The circuit court has jurisdiction of a homicide committed by one soldier upon another within a military reservation of the United States.

If a homicide be committed by a military guard without malice, and in the performance of his supposed duty as a soldier, such homicide is excusable, unless it was manifestly beyond the scope of his authority, or was such that a man of ordinary sense and understanding would know that it was illegal.

It seems that the sergeant of a guard has the right to shoot a military convict if there be no other possible means of preventing his escape.

The common-law distinction between felonies and misdemeanors has no application to military offenses.

While the finding of a court of inquiry, acquitting the prisoner of all blame, is not a legal bar to a prosecution, it is entitled to weight as an expression of the views of the military court of the necessity of using a musket to prevent the escape of the deceased.

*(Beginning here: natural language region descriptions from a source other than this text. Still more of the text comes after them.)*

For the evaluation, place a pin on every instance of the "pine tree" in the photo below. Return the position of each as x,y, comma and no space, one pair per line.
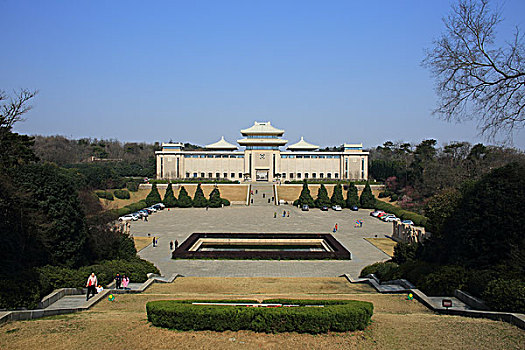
367,199
337,196
199,201
305,198
184,199
215,198
322,197
352,199
153,196
169,198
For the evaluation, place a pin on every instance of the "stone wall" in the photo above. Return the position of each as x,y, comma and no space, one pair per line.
408,233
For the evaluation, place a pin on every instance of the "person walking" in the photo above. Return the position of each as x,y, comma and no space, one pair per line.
91,285
118,280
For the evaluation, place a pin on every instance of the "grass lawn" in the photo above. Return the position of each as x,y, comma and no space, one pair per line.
397,322
384,244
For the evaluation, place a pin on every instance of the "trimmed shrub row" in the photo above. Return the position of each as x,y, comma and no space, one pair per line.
105,195
121,194
419,220
336,315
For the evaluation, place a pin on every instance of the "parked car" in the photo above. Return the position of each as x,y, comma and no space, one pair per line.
128,217
143,213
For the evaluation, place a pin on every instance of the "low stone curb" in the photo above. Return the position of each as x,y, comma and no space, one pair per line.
405,286
20,315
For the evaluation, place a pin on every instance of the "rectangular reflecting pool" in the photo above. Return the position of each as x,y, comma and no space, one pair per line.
295,246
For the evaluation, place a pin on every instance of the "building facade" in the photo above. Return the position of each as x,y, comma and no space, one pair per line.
262,159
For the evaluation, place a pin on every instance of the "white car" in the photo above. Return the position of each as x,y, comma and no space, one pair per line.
129,217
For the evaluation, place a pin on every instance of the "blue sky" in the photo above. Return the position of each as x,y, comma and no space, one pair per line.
333,71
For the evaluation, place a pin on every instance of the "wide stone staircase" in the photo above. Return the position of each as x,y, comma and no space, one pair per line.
262,194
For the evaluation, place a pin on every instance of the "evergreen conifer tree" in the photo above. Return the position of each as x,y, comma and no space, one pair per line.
322,197
169,198
367,199
153,196
305,197
337,196
184,199
199,201
351,196
215,198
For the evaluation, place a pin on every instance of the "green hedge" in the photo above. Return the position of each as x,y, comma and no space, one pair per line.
196,180
121,194
505,295
419,220
336,315
54,277
105,195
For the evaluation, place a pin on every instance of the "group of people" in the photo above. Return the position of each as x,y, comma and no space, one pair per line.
121,282
285,214
176,244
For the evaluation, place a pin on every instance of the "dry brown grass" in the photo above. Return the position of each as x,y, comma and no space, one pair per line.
384,244
397,324
141,242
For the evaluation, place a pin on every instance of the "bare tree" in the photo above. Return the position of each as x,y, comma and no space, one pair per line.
13,108
475,78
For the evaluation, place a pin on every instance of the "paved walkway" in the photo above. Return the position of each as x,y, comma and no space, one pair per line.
178,224
262,194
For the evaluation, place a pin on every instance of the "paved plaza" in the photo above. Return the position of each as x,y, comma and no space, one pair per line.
178,224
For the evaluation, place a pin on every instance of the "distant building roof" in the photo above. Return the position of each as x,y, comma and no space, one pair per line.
303,145
262,128
221,144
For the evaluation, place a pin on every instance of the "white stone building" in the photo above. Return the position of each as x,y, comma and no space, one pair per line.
261,159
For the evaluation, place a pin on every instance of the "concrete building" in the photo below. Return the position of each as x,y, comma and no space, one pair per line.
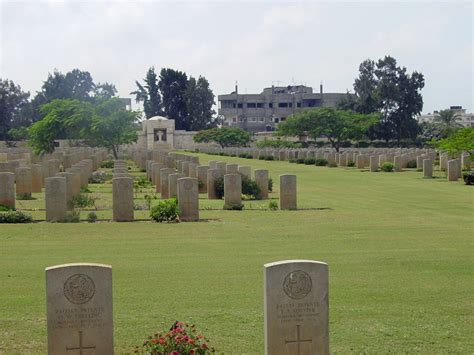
465,119
263,112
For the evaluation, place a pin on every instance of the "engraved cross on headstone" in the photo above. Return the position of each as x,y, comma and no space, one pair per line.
81,347
298,341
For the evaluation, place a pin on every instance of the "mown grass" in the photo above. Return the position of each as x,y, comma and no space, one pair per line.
399,249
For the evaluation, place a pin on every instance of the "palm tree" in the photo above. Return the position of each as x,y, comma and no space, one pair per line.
448,121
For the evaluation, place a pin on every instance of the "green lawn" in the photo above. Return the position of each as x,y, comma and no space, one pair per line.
399,249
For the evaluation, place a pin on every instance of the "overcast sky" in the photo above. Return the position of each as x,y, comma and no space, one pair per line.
254,43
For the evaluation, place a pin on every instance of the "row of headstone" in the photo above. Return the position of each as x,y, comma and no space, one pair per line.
79,308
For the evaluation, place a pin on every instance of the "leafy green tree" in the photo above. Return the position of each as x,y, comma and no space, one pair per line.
13,102
448,121
106,124
225,137
388,89
173,84
461,141
199,102
149,94
338,126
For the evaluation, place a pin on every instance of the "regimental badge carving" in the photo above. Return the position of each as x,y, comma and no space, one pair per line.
297,284
79,289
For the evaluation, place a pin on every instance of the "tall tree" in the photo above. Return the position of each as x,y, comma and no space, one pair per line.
387,88
13,101
149,94
173,85
336,125
199,102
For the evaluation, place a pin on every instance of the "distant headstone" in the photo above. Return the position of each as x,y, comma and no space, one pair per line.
261,178
296,303
188,199
55,198
122,195
232,190
288,192
79,309
7,189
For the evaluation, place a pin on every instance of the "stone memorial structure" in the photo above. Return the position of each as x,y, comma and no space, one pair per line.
188,199
55,198
296,304
288,192
79,309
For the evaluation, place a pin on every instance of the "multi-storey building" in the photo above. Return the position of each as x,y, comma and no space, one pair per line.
465,119
263,112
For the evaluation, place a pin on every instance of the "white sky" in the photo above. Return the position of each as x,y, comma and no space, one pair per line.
256,43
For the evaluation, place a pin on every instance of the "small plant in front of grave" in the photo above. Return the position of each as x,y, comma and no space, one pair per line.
468,177
85,190
182,338
166,211
72,217
83,201
15,217
387,167
234,206
219,187
91,217
4,208
108,164
411,164
273,205
250,188
149,199
321,162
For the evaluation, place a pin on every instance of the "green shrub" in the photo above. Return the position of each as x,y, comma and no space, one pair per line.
83,201
91,217
321,162
166,211
15,217
107,164
234,207
72,217
4,208
387,167
273,205
468,178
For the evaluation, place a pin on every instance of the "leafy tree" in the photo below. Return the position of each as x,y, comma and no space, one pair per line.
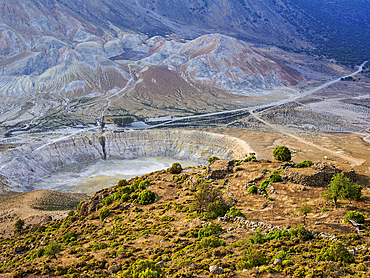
304,209
205,195
340,187
282,153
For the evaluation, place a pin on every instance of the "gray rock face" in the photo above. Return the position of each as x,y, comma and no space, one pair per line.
73,154
214,269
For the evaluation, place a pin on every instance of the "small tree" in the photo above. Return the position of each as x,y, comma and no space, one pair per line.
340,187
304,209
282,153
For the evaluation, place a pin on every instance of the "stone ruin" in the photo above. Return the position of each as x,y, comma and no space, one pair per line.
321,176
219,169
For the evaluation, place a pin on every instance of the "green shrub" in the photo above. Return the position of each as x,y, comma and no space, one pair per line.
143,269
282,153
253,189
210,229
175,168
257,238
143,184
213,158
216,209
18,225
250,259
278,234
274,177
301,233
40,252
104,213
356,216
264,184
134,196
235,212
146,197
304,164
68,235
283,255
337,252
125,197
52,249
122,183
211,241
108,200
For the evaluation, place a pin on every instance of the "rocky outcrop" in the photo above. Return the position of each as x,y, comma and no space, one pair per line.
73,154
219,169
320,176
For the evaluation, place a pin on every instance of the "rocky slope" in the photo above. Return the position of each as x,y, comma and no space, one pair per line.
134,74
175,233
24,167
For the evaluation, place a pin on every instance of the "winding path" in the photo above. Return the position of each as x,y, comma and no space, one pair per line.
294,98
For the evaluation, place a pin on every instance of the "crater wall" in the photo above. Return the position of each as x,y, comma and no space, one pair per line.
73,154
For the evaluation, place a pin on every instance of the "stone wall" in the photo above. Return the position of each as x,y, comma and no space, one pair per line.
322,177
29,166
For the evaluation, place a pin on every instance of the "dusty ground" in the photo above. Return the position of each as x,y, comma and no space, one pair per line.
33,207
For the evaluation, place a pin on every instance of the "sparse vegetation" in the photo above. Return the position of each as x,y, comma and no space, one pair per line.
340,187
356,216
181,231
175,168
282,153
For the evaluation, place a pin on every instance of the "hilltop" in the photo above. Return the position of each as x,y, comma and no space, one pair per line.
126,230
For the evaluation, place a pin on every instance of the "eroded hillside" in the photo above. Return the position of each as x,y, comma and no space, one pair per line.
198,222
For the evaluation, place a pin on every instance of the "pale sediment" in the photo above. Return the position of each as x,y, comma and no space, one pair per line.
79,151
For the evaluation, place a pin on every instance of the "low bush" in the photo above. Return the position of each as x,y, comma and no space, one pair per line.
125,197
253,189
211,241
216,209
213,158
52,249
250,259
337,252
264,184
175,168
146,197
301,233
210,229
257,238
104,213
304,164
108,200
356,216
275,178
143,269
235,212
122,183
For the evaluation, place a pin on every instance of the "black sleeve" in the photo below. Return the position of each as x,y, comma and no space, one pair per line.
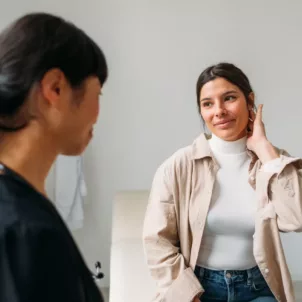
37,265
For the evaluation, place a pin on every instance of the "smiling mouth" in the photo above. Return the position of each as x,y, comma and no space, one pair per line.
223,123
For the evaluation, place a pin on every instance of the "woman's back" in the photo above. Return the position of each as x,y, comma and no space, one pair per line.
39,259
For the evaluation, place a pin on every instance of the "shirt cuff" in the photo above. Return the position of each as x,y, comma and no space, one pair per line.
275,165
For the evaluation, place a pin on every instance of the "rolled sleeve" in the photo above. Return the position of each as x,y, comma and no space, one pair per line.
280,181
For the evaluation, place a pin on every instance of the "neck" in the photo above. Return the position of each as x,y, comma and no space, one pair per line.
30,153
228,147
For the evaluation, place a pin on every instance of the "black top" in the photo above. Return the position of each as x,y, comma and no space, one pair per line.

Arthur Stone, the deceased, was a private soldier of Company I Twenty-third regiment, United States infantry, and, at the time of the homicide, was under conviction of a court-martial for 'conduct prejudicial to good order and military discipline,' and had been sentenced 'to be dishonorably discharged the service of the United States forfeiting all pay and allowances due or to become due, and to be confined at hard labor, at such military prison as the reviewing authority may direct, for two years. ' The prisoner was the sergeant of the guard having him in custody at the time. On the eleventh day of July, at 'retreat,' all the prisoners in the guard-house, six in number, had been taken out of the guard-house for roll-call and inspection, and were standing in a line, with their backs to the guard-house, in charge of a squad of armed soldiers. As Lieut. Wieton, officer of the day, and the prisoner, the sergeant of the guard, were entering the guard-house to inspect it, and just as the prisoner was crossing the threshold of the outer door, deceased, who was standing at the end of the line of prisoners, broke from the ranks, ran around the corner of a fence in line with the guard-house, and towards the public highway in front of the military reserve, from which it was separated by a board fence about six feet in height. As he left the ranks, an outcry was raised, and the quartermaster sergeant, who happened to see the escape, and a private by the name of Duff, started in pursuit, calling upon him to halt; the sergeant adding, 'There is a load after you. ' Clark hearing the outcry, turned and seized a cartridge from his box, hastily loaded his musket, and ran around the guard-house in the direction which Stone had taken. At this time Stone was about 30 yards ahead of his nearest pursuer, Duff, who did not seem to be gaining upon him, and stood little if any chance of overtaking him before he could gain the street. Just as he was crossing a military road within the reserve, and about to leap a rail fence parallel with this road, and about 35 yards from the outer fence, and about 80 yards from the guard-house, Clark fired, and hit Stone in the back just above the hips, inflicting a wound from which he died in the course of the evening. No ill feeling existed between the men; in fact they had always been upon very friendly terms, and it was at least doubtful whether Clark knew it was Stone when he fired.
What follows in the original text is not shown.